A close watch on the weather conditions began, and eventually the report came down – a projected 36-hour break in the weather was anticipated, though it was expected to begin storming again after that.

Vincent said it was a “gamble of astronomical proportions” to move forward despite the dicey weather predictions, but the call was made, and D-Day moved forward on June 6.

Honoring Hamilton

The Cathedral of the Pines Memorial Day service was dedicated to Richard Hamilton, a World War II Air Force veteran from Brattleboro, Vt., who was in attendance Thursday, and stood to be recognized.

Hamilton, who is 100 years old, has a particular connection to the Cathedral of the Pines. The World War II museum in the lower levels of the cathedral’s Hilltop House includes a large model of a B-17 bomber he gifted to the museum.
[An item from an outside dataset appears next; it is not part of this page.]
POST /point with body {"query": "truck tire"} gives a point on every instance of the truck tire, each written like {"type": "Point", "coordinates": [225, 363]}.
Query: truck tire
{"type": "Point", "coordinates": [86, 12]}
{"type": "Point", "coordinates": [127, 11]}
The type of plane isn’t incidental – Hamilton was a radio operator on a B-17, named “Destiny Child” during World War II. The plane was shot down on July 20, 1944, during its ninth mission. 

Five of the nine crew aboard survived, including Hamilton, and he spent nine months in the Stalag Luft IV prison before he was able to return home on July 8, 1945.

Upon his return to the United States, Hamilton married his wife, Joyce White, and raised four daughters, all four of whom were in attendance with him during Thursday’s ceremony. He and Joyce ran a restaurant on Hogback Mountain on Route 2 in Marlboro, Vt., for many years.